The Federal Deposit Insurance Corp. (FDIC), in an effort to get rid of residential and construction loan assets from failed banks, has priced two note offerings totaling $1.8 billion to "robust market demand," according to a source familiar with the transaction.
This is the first in a series of three deals said to be totaling $4 billion. These notes, which are wrapped with a 100% FDIC guarantee, were rule Rule 144A debt offerings.
Barclays Capital was the sole bookerunner on the $1.8 billion offering. It was divided into a $1.33 billion floating rate transaction and a $480 million fixed-rate deal.
According to a person familiar with the offering, the floating-rate portion priced at 55 basis points over one-month Libor, which is 10 points tighter than the initial price guidance of 65 basis points over one-month Libor.
Meanwhile, the fixed-rate portion priced at 85 basis points over i-swaps, or 5 to 10 points tighter than the initial price guidance of 90 to 95 basis points over i-swaps. The fixed-rate portion priced at a slight discount at 99.61019 with a coupon of 3.25% and a yield of 3.367%.
According to ASR sister publication National Mortgage News sources, the buyer of these notes will pay a fraction of the assets' value, work the underlying loans, and share part of the upside with the government. By selling structured notes, the FDIC will also be receiving some cash upfront, a report from National Mortgage News said.
As to why the FDIC chose to place these notes in the private placement market, an ASR source said the FDIC might not have wanted to deal with the level of disclosure it would have needed for these assets if the deals were placed in the public market.

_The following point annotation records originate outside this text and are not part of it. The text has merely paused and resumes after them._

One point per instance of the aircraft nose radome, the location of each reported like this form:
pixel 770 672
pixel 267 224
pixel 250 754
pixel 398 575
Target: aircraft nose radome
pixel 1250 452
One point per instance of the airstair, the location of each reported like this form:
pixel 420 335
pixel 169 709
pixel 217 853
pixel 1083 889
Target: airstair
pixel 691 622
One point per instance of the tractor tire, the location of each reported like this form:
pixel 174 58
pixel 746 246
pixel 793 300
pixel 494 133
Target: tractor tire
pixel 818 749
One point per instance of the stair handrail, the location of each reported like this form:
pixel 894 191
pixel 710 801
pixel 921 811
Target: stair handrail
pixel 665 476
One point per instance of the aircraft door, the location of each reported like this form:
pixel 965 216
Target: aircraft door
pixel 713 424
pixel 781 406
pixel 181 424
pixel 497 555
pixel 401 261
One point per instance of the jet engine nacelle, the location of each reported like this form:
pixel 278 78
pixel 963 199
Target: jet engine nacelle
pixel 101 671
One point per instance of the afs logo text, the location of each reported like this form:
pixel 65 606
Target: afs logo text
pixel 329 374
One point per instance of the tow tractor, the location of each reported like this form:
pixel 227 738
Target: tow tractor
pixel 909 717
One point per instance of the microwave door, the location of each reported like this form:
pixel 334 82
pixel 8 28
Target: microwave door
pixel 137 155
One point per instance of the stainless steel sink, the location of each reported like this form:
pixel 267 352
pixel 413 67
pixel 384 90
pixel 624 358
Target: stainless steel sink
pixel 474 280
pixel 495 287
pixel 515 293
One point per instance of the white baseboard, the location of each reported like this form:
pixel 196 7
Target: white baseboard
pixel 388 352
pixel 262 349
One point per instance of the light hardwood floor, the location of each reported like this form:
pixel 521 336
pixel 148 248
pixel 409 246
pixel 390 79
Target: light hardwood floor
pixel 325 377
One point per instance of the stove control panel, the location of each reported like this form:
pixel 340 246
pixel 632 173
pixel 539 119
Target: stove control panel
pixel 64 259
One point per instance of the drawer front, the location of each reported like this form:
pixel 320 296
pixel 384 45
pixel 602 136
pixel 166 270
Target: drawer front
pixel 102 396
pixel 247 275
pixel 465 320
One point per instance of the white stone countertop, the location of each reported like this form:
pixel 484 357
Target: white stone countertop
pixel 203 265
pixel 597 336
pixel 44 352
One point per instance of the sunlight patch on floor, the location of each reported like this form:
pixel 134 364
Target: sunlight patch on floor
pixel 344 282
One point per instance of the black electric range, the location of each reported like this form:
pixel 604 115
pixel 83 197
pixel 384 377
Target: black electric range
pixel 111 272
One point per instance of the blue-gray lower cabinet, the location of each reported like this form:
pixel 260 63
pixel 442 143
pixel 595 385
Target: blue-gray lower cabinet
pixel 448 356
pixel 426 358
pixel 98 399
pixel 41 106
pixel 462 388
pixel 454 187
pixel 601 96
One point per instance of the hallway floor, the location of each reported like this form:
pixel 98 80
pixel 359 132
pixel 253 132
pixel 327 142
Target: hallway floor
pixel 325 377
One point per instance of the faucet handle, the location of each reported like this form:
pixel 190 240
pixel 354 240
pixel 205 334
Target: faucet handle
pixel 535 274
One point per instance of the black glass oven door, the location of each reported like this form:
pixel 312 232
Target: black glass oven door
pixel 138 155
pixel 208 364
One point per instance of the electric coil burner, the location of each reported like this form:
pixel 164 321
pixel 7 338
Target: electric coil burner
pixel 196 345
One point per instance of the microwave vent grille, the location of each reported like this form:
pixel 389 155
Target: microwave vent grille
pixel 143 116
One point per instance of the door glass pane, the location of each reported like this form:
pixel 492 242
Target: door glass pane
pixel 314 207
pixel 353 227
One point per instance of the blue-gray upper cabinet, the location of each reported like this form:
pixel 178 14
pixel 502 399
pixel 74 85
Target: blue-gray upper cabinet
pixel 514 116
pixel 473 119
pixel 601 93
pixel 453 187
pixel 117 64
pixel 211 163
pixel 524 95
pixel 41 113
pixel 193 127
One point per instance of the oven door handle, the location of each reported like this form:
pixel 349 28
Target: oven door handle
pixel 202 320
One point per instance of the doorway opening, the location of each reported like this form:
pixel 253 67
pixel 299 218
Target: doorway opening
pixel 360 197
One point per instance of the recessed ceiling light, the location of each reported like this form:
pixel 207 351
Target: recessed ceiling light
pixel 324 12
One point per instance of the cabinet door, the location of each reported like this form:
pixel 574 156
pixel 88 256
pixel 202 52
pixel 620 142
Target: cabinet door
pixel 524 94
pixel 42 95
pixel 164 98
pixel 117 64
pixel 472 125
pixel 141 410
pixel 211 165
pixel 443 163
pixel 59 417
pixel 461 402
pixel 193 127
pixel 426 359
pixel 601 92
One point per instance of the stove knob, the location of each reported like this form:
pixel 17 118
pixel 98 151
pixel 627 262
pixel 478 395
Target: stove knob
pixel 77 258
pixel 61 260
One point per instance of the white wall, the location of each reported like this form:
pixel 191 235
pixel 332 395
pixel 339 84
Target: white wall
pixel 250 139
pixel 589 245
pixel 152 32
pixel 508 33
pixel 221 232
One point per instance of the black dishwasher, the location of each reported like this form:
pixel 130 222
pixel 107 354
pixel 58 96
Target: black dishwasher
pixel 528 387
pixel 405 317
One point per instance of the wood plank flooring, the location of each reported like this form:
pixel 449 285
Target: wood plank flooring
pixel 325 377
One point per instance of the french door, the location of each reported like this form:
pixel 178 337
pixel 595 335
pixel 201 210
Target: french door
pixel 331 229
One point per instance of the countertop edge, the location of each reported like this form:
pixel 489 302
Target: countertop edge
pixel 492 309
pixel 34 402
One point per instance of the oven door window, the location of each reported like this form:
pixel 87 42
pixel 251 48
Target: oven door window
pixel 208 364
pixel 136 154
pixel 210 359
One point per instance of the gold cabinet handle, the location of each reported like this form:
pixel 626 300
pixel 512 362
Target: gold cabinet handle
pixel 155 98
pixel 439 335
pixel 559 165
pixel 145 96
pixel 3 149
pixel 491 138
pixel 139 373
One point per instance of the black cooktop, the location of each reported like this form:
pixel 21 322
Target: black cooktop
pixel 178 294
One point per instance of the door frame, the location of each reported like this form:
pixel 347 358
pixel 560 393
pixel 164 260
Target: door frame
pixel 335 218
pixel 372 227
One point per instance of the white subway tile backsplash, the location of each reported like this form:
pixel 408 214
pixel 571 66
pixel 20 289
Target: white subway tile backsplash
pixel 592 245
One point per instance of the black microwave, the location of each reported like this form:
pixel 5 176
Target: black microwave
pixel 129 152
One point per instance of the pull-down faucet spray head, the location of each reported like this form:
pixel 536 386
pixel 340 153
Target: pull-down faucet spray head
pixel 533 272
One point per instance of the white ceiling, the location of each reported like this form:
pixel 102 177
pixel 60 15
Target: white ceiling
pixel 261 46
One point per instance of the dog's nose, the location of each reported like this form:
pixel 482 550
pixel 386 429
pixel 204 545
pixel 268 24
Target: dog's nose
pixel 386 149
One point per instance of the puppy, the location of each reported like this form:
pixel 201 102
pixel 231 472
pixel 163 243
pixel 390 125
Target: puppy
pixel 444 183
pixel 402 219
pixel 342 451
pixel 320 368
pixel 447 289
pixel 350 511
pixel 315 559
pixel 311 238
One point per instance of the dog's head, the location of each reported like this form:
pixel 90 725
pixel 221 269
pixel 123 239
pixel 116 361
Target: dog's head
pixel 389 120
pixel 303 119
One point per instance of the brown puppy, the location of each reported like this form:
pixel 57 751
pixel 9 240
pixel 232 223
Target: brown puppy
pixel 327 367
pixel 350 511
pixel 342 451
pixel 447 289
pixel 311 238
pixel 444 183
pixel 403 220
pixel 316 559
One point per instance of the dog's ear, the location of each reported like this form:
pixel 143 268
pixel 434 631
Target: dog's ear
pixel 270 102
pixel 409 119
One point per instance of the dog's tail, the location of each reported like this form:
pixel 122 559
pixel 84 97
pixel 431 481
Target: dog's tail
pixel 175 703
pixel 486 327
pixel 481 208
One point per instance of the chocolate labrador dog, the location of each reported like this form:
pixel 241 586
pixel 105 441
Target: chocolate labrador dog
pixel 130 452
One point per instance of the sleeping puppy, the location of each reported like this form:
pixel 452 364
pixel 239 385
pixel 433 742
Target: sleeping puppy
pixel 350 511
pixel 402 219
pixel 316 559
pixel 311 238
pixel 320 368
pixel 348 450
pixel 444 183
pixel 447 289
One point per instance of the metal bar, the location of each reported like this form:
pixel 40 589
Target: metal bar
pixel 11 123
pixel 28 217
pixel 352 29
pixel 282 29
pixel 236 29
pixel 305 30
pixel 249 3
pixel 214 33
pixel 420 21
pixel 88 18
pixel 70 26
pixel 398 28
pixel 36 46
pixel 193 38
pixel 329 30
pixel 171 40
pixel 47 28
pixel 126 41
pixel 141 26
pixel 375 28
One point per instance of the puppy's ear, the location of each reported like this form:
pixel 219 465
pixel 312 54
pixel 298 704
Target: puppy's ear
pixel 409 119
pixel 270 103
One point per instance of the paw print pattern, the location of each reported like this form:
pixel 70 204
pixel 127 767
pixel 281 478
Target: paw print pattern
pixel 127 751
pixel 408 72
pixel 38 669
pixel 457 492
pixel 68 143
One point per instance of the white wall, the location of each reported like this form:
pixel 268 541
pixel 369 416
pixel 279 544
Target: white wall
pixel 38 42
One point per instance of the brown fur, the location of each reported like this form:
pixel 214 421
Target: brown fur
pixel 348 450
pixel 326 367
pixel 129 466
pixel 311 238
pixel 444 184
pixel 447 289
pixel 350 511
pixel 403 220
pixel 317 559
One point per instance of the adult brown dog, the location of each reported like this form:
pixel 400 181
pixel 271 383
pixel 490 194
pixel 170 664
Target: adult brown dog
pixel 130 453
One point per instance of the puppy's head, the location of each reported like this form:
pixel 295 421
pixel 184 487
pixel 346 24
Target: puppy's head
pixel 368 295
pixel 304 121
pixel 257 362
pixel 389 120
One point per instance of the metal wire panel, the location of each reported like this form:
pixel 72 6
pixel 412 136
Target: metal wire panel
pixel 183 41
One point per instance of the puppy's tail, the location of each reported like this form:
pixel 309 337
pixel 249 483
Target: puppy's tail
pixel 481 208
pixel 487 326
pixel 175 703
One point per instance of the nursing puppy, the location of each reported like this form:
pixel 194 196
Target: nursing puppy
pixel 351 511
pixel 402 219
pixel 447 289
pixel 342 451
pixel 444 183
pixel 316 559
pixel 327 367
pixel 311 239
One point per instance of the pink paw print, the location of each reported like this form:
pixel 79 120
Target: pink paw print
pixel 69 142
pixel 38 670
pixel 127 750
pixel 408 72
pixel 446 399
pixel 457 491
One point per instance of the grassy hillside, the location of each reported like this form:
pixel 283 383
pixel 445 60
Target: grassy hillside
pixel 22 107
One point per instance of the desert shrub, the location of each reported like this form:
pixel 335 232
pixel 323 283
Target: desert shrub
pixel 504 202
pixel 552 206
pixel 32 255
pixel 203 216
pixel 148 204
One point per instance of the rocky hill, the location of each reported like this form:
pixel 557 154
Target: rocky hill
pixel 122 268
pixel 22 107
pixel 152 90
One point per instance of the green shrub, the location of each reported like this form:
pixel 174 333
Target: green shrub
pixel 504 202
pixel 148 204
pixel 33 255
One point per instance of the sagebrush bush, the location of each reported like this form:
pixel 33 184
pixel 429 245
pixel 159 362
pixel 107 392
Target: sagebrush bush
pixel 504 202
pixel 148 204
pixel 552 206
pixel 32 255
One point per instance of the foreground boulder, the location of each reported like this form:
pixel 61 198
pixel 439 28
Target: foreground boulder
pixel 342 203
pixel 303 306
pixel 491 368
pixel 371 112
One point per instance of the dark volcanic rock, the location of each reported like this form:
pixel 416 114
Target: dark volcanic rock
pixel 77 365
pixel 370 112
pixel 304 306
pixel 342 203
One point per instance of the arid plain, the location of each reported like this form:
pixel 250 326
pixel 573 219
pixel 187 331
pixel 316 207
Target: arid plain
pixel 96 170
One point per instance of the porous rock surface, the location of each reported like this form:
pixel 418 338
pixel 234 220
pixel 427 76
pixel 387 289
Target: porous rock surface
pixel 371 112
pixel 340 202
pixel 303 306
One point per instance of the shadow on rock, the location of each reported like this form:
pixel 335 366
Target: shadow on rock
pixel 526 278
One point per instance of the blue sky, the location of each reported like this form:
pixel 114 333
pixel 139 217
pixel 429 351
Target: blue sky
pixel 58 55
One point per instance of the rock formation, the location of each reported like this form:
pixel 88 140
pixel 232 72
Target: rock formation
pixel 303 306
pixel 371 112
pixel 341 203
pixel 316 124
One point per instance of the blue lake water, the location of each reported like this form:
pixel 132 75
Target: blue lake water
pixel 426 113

"This leads you to the FDIC's timing," the source said. If these deals were not privately placed it "could take too long to get the public disclosure together, and on a greater level, to get Securities and Exchange Commission (SEC) approval. But then again, does the FDIC need SEC approval to do a public offering? Typically, if you want to do something faster and cheaper you go with private, the trade-off being the falloff in execution. That said, maybe the FDIC thinks they have buyers that don’t care whether these deals are placed in the public or private markets, so the execution will not suffer, and so why deal with a public offering?"